# impala restoration price$



## antbo

anybody got an idea of how much it would cost to restore an 62'-64' impala. maybe just so it looks respectable and driveable but not quite complete. i really want to get one but i dont know where to start. can someone give me advise?


----------



## Jeff

Depends on the cars condition, how far you want to go with it, how much you want to spend...

Get an idea of what you're wanting to do. 

Make a list of parts you'll need.

Get organized in these respects.

I'm figuring $20-30,000 for mine, but I'm going for a show car. 

Do you want a nut & bolt points car? A clean street cat? Full show car?

There's a lot of people that can help you on here.
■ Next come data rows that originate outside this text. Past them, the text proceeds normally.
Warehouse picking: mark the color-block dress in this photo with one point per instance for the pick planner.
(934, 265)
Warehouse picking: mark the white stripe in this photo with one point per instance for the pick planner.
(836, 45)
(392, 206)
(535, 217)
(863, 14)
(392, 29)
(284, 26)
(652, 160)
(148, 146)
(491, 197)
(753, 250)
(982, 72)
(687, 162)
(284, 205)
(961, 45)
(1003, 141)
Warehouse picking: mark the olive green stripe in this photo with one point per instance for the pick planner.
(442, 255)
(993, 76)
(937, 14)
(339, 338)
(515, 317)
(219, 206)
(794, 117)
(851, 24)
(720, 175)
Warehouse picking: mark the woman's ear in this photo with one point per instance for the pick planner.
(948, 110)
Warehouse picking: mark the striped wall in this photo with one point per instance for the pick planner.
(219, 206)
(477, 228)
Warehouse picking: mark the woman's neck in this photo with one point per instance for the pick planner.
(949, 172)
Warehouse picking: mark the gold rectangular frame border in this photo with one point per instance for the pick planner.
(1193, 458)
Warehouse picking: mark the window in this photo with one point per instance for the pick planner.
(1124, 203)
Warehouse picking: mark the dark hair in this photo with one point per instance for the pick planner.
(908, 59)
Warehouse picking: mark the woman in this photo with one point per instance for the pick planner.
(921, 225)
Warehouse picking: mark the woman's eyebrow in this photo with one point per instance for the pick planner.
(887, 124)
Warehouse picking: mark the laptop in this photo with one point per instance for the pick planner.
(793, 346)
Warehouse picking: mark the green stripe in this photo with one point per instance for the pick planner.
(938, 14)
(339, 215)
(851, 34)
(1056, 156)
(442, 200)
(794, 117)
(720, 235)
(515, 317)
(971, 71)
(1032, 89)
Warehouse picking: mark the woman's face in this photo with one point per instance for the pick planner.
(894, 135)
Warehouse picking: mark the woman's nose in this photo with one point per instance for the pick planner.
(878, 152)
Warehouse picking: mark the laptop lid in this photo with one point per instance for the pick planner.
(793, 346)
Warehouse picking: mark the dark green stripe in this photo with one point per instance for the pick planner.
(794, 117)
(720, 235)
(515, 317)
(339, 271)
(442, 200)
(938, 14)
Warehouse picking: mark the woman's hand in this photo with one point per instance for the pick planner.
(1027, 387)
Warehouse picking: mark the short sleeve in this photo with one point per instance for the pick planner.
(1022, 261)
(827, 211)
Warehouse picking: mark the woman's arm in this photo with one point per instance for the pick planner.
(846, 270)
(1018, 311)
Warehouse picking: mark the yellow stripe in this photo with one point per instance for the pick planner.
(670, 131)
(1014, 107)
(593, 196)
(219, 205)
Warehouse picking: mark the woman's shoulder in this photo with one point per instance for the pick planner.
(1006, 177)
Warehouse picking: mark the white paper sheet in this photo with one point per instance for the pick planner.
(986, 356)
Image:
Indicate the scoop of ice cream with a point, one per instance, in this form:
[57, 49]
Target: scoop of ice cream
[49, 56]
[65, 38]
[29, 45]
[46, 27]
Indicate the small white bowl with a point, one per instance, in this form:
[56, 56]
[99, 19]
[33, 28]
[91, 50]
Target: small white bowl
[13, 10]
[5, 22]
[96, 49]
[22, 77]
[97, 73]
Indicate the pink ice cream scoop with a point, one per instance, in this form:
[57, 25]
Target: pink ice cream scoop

Good luck whatever you decide to do.

Jeff


----------



## antbo

i just wanted a street cruiser. i was thinking to buy one the looks resonabe that someone already started, like the exterior just had a new paint job and the car runs with ok interior. basically one that i probably just take over and finish. i was looking at one that has new paint and that runs. thats all the info i really have. but maybe someone could tell me the major things to look at when i go out to see one before i purchase.


----------



## socapots

i'm at around 11 grand.. and it's still a shitbox... i'm not going show.. just a nice cruzer.. nothin crazy.. but it aint cheap.
i'd say if all u want is a cruzer.. look for one that needs minimal to be streatable then go from there.
layta


----------



## antbo

ok. but what are the most important things to look for on the body externally or internally, i mean will body replacement parts be expensive? how bout a new engine?


----------



## fremontkillacali

Try and get one with no rust!If the car has a couple dings here and there those can be fixed easily.A new motor is going to cost around $1000 just for the block then u have to buy all the parts like manifold,carb,water pump etc...probly lookin around $2000 for a new motor plus labor charges.Interior you can always have redone so i wouldnt worry about that.Just make sure the floors arent rotted through.If your just lookin for a car just to cruise on the weekends just make sure its runs good,no rust on the body and if there is then u will have to have that fixed and its not going to be cheap depending on how bad it is.Just try and find one with a good body.Get under the car and see if the frame is rusted up to.Check the trunk pans also.I have a 63 impala and have spent already lots of money.My interior has been redone.Motor is all chromed out.Firewall and inner fenders wells and radiator support are all painted candy brandy wine.The motor is brand new rebuilt.Where just finishing up the body work,should be done in about to weeks.Then it will be ready for paint.Im thinkin of sellin mine if ur interested we can talk.Your going to be spending over $10k easily for a nice street car.


----------



## antbo

yeah, that gave me a good idea. you got any pics of your car?


----------



## 61 Impala on 3

One of the most important things is not to rush into buying one. Do your homework. Remember the older the Impala the harder and more expensive the parts are to find. I am restoring a 61 and let me just say........I got ripped off. Because I bought the car of the internet without taking a look at it first (just pics). I made the mistake of trusting the guy. (Justin from Jacksonville, FL you will get yours I promise!:angry: ) From my experience Impala's 58-62 parts are the worst to track down. They don't really make anything aftermarket for those models and factory parts are pretty much worth there wait in gold. So those are some things to keep in mind. Good luck!!!


----------



## onelowfig

I would have to open my folder of recipts to give a price :biggrin:


----------



## socapots

if u want to know what to look for on the early impalas for rust.. 
check the rear quarters.. inside and out.. the front fenders just infront of the doors.. the floors and floorsupports.. most importantly the body mounts in the rear.. just behind the axel line.. u'll be able too see holes in the trunk if it's real bad.. those are the biggest spot.. 
as for what someone was sayin about motors.. it can be that much.. or it can be less. around here u can get a runnin 350 for 500 or so.. it won't be perfect but when it's out of the car it's not hard to fix oil leaks and the sort. i u want a brand new motor then the prices he was sayin are possible.
layta


----------